The advanced predoctoral NIP program, which is funded through 2022, consists of students and faculty members whose research is focused on neural injury and recovery. To date, every one of the program’s alumni have earned their doctorates and are now contributing to the future of neuroscience.

“That statistic is unusual, and one way we measure the success of this training program,” says Maguire-Zeiss, who is also co-director of the Center for Neural Injury and Recovery at Georgetown and director of the Interdisciplinary Program in Neuroscience (IPN). 

Another unusual attribute of the NIP program is that students learn to view their basic science research through the clinical lens by shadowing physicians at the National Rehabilitation Hospital to observe patients undergoing therapy after stroke or traumatic central nervous system injury. They also work with doctors who treat movement disorders and observe neurosurgeons in the operating room as well as post-surgical debriefings. In monthly meetings, the trainees share their experiences with each other.

“It’s a real strength of our neuroscience training program, offering meaningful clinical experiences and time for reflection,” Maguire-Zeiss says.

Cameron McKay is a doctoral candidate in the Interdisciplinary Program in Neuroscience.

Cameron McKay, a doctoral candidate in the IPN, says that the NIP program has given him “a specific focus on basic science and clinical perspectives on neural injury and plasticity.” The program encouraged him to expand his research from focusing on how children with dyslexia respond to reading intervention to also looking at how children with dyscalculia, a developmental disability in math skills, respond to math intervention.

“NIP has fostered my growth as a researcher and independent thinker. The students and faculty in the program come from various backgrounds and departments, from neuroscience and biology to pharmacology and biochemistry,” he says. “This interdisciplinary and collaborative environment has allowed me to view and interpret my research, which studies human participants, in the context of the cellular and molecular mechanisms of plasticity.”

Adapting to changing fields

Both Maguire-Zeiss and Riegel say that their programs adapt as science and medicine progresses.

“When I started, no one cared about immunology.

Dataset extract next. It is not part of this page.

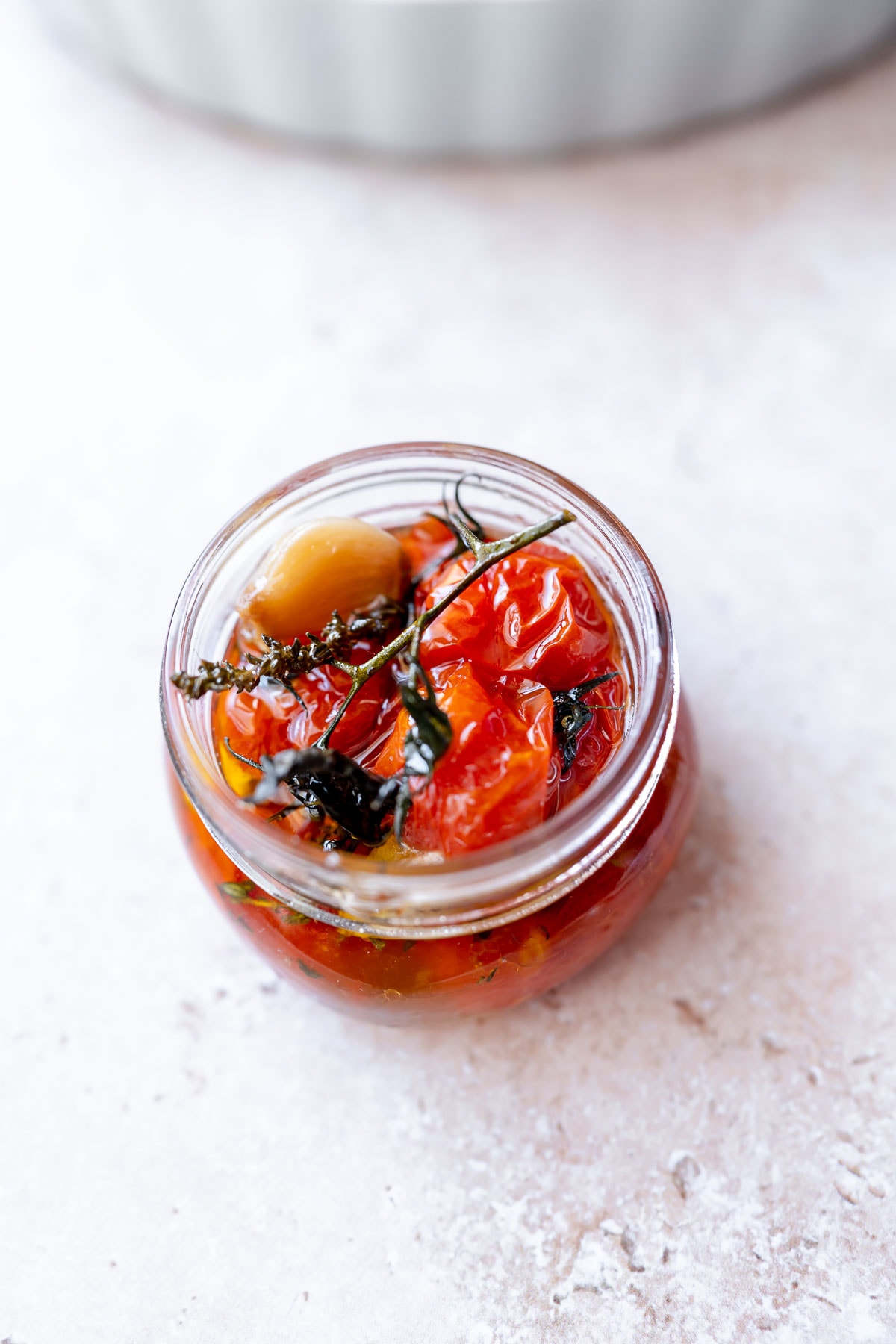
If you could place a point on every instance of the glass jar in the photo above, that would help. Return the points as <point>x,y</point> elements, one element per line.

We didn’t think it played a big role in cancer and therapy,” says Riegel. “Now that has completely changed, and I am learning as much from fellow faculty as the students are. In fact, to keep up, we are de-emphasizing didactic lecture classes in favor of flipped classrooms and discussion.”

One way that the TBIO students learn from each other is by organizing an annual research retreat, something they have done for the last five years. The July 20 retreat included 50 PhD students and postdocs, as well as Georgetown Lombardi faculty and staff. Kushner, Roth and fellow student David Zahavi organized the retreat, which included research posters from Georgetown Lombardi scientists and students, an alumni panel, a scientific workshop and an “individual development plan” session.

In the NIP program, trainees choose a seminar speaker and host them for a visit, which gives them the opportunity to plan an itinerary, share their data, and build relationships with the wider scientific community. “These trainees also choose the topics for our monthly NIP meetings — this independence really keeps them invested in science,” says Maguire-Zeiss.